Even without the salt from road grit, winter rain and slush will eventually rust your drivetrain. So wash and re-lube your bike often through the winter months. Once a week should be enough, unless you’ve ridden on gritted roads; in that case, don’t delay.

Your bike lock may freeze solid

Sub-zero temperates can freeze locks. You’ll still be able to get the key in but it won’t turn. If this happens when your bike is at work or locked up in town, you’re stuck. The simplest solution is to pour hot water over the lock. This should free it. Oil the lock at your earliest opportunity so that the now damp internals don’t freeze up again.

Frozen bicycle lock

A freewheel’s internal pawls can also freeze up in the cold. You get on the bike and pedal and nothing happens: you’re pedalling air because there’s no drive. Again, hot water should do the trick. Pour it liberally over the rear hub from the drive side, then re-lube the freehub when you get the chance – or pay for your local bike shop to do it for you.

It’s both hotter and colder on a bike than on foot

Being comfortable on a bike in the cold is very different from being comfortable on foot. On one hand, you generate a lot of heat from cycling so your torso doesn’t need as much insulation. On the other hand, the increased windchill means that your extremities – fingers, toes, and ears especially – get much colder.  And you can’t put your hands in your pockets or stamp your feet to warm them up when cycling.
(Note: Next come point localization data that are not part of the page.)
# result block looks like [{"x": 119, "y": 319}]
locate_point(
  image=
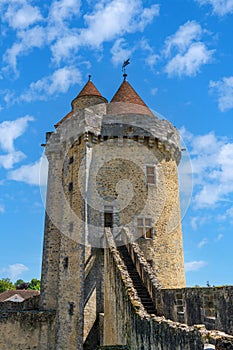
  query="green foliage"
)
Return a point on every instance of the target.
[
  {"x": 18, "y": 282},
  {"x": 6, "y": 284},
  {"x": 34, "y": 284}
]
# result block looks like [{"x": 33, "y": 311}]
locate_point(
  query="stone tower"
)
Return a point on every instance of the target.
[{"x": 110, "y": 165}]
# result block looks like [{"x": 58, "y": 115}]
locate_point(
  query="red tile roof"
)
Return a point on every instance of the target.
[
  {"x": 89, "y": 89},
  {"x": 126, "y": 93},
  {"x": 25, "y": 294},
  {"x": 126, "y": 100}
]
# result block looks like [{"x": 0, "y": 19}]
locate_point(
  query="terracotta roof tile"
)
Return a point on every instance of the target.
[
  {"x": 89, "y": 89},
  {"x": 25, "y": 294},
  {"x": 126, "y": 100},
  {"x": 126, "y": 93}
]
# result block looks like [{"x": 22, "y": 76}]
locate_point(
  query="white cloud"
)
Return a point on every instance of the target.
[
  {"x": 220, "y": 7},
  {"x": 189, "y": 63},
  {"x": 21, "y": 15},
  {"x": 9, "y": 132},
  {"x": 63, "y": 10},
  {"x": 35, "y": 37},
  {"x": 105, "y": 23},
  {"x": 154, "y": 91},
  {"x": 14, "y": 271},
  {"x": 2, "y": 208},
  {"x": 224, "y": 91},
  {"x": 219, "y": 237},
  {"x": 203, "y": 242},
  {"x": 7, "y": 161},
  {"x": 32, "y": 174},
  {"x": 194, "y": 265},
  {"x": 184, "y": 37},
  {"x": 189, "y": 53},
  {"x": 120, "y": 52},
  {"x": 59, "y": 82},
  {"x": 151, "y": 57}
]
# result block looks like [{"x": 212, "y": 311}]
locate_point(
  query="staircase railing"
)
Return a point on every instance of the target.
[{"x": 144, "y": 269}]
The most important items in your winter cycling wardrobe are:

  • A jacket that’s windproof and, unless you’re a fair weather cyclist, waterproof. Insulation isn’t important, but the jacket needs to be cut long in the back and arms and high at the neck to keep out cold winds when you’re in a leaning-forward position on your bike.
  • Good quality winter gloves that are windproof, at least showerproof, and insulated. Your hands don’t move much when cycling and your body diverts warm blood away from them when it’s cold, so you’ll need that extra warmth. Crab-claw style gloves with two double-width fingers are good.
  • Something to keep your ears and forehead warm. That might be a stretchy snood, a winter cycling cap, or a cycling ‘skull cap’. All of these will fit beneath a (draughty!) helmet.
  • Warm socks and overshoes. There are bike-specific overshoes for cycling footwear or looser-fitting ones for covering street shoes.